They’re not a charity. But they also don’t owe their users for what’s tendered for free.

Where I’d agree with OP is in requiring extensive CS for paying users.

> They’re not a charity. But they also don’t owe their users for what’s tendered for free.

It's not for free, why do you keep repeating this line? Google isn't offering charitable good and services to people.

Whenever a company has hundreds of billions in one hand and an excuse not to spend it it is usually a case of "privatize the profits, socialize the costs".

Ban gmail addresses being used for government services, banking, health, utilities etc if they don't want to dip into the staggering profits they generate off these "free" users to guarantee basic rights and recourse from their own systems.

I’d expect Google would love such legislation as it effectively raises the bar on new-entrant competition.
Considering Proton can provide this level of support I doubt it raises the bar very much.

https://proton.me/support/contact?topic=Other

> If you would prefer to contact us without using this form, you can email us at support@protonmail.zendesk.com.

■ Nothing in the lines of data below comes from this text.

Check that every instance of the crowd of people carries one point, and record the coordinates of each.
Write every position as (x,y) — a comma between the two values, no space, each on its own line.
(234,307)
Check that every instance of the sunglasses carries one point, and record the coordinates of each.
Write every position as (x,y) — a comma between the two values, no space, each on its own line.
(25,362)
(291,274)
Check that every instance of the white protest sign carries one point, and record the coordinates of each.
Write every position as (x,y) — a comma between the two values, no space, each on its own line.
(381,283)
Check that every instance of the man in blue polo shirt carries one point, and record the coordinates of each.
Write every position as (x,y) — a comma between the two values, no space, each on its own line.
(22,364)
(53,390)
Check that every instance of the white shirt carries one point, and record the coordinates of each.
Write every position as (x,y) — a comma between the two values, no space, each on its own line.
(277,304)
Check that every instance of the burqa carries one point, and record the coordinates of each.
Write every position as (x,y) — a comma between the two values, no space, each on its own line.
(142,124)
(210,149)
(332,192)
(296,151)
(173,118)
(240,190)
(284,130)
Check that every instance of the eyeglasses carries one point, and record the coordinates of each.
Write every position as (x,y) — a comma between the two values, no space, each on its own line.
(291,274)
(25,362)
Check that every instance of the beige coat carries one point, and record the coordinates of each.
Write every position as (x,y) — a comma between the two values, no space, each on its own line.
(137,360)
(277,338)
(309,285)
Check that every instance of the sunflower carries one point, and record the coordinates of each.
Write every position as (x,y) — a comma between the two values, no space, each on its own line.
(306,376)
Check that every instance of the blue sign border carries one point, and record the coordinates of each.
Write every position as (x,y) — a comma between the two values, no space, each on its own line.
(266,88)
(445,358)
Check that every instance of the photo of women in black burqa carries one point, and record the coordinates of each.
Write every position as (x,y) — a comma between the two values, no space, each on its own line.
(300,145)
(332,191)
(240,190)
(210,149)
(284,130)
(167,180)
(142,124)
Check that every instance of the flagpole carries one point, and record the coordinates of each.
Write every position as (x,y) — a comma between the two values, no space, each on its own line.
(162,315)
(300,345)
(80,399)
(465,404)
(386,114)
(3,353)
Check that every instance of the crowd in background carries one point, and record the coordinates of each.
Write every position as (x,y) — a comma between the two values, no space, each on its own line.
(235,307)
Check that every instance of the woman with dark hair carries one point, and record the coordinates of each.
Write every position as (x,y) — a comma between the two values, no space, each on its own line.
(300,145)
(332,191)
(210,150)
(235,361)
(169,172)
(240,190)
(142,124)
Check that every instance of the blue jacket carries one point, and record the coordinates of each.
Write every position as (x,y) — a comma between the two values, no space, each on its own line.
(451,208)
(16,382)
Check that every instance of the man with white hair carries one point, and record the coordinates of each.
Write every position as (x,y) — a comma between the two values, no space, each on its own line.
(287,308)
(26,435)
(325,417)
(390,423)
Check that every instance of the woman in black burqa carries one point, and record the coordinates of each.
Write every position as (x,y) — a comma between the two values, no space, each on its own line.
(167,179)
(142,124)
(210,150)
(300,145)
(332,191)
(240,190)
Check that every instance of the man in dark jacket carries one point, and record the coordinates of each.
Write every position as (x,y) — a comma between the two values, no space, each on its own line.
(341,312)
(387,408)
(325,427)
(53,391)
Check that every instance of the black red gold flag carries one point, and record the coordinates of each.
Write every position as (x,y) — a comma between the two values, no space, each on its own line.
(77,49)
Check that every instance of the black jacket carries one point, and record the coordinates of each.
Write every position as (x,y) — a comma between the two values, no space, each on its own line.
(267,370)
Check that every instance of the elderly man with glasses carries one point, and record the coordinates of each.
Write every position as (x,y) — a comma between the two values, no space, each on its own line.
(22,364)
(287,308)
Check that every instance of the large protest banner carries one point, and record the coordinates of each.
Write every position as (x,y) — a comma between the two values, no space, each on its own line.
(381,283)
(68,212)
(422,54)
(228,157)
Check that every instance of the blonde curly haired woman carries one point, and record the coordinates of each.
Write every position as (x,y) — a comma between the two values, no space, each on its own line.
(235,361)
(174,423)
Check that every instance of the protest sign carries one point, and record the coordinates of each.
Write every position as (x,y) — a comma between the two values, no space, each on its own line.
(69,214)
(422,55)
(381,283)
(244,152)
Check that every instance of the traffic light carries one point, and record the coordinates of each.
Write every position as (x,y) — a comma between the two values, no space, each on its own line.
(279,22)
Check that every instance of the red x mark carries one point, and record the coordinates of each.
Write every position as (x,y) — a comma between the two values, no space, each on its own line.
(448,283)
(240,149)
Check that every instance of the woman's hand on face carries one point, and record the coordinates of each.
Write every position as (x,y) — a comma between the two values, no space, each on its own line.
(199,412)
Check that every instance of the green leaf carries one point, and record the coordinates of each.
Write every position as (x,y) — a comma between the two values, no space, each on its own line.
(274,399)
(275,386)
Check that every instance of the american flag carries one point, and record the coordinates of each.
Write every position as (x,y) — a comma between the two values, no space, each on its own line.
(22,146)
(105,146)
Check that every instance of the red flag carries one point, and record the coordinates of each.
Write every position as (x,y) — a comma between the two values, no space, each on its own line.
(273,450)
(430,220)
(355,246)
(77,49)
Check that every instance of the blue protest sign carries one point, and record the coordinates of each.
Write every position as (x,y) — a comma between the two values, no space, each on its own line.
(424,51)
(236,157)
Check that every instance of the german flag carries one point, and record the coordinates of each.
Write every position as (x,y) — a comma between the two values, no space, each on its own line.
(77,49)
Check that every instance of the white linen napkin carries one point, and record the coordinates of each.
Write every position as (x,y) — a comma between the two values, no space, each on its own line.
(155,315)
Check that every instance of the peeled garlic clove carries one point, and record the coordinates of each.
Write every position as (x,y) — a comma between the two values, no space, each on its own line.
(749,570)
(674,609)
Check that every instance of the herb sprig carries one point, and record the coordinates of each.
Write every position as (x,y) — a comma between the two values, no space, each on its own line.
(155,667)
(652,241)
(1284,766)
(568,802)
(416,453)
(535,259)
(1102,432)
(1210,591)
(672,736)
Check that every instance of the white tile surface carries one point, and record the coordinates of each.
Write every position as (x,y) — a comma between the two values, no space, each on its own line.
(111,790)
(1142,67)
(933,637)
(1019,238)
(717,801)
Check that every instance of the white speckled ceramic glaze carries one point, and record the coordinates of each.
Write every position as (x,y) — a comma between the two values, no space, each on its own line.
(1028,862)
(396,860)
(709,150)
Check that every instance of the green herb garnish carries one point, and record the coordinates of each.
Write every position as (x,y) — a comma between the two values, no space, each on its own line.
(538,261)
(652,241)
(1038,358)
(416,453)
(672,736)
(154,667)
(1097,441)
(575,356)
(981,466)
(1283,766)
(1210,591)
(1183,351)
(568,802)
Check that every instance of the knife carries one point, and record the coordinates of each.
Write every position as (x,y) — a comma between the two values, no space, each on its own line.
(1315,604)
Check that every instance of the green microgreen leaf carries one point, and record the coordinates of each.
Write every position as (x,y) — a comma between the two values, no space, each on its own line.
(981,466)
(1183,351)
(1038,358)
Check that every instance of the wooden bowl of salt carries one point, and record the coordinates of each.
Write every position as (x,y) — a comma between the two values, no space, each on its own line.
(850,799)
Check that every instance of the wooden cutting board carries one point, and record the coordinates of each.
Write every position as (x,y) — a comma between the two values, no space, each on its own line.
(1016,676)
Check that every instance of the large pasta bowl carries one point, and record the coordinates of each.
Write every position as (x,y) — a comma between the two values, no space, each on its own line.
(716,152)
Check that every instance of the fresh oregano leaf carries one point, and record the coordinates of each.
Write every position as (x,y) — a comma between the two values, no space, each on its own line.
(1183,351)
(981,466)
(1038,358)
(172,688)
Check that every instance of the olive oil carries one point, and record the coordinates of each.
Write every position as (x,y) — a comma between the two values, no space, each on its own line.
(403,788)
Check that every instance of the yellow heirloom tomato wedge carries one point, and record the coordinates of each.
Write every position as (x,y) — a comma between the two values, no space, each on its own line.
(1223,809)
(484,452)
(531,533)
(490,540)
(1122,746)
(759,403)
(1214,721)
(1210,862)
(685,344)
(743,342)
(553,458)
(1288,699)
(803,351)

You can visit this page for more options.

...those more options:

> You can still contact us directly

> All support requests are handled in-house by Proton, but if you have specific concerns and would like to keep your query within Proton Mail (that is, not using Zendesk), you can email us directly at contact@proton.me.

Most of Proton’s users aren’t free.
What makes you think that?

> Yen says that "at least 95%" of ProtonMail users don't pay for any services.

https://www.axios.com/2021/11/09/privacy-business-booming-pr...

where do you think their billions come from?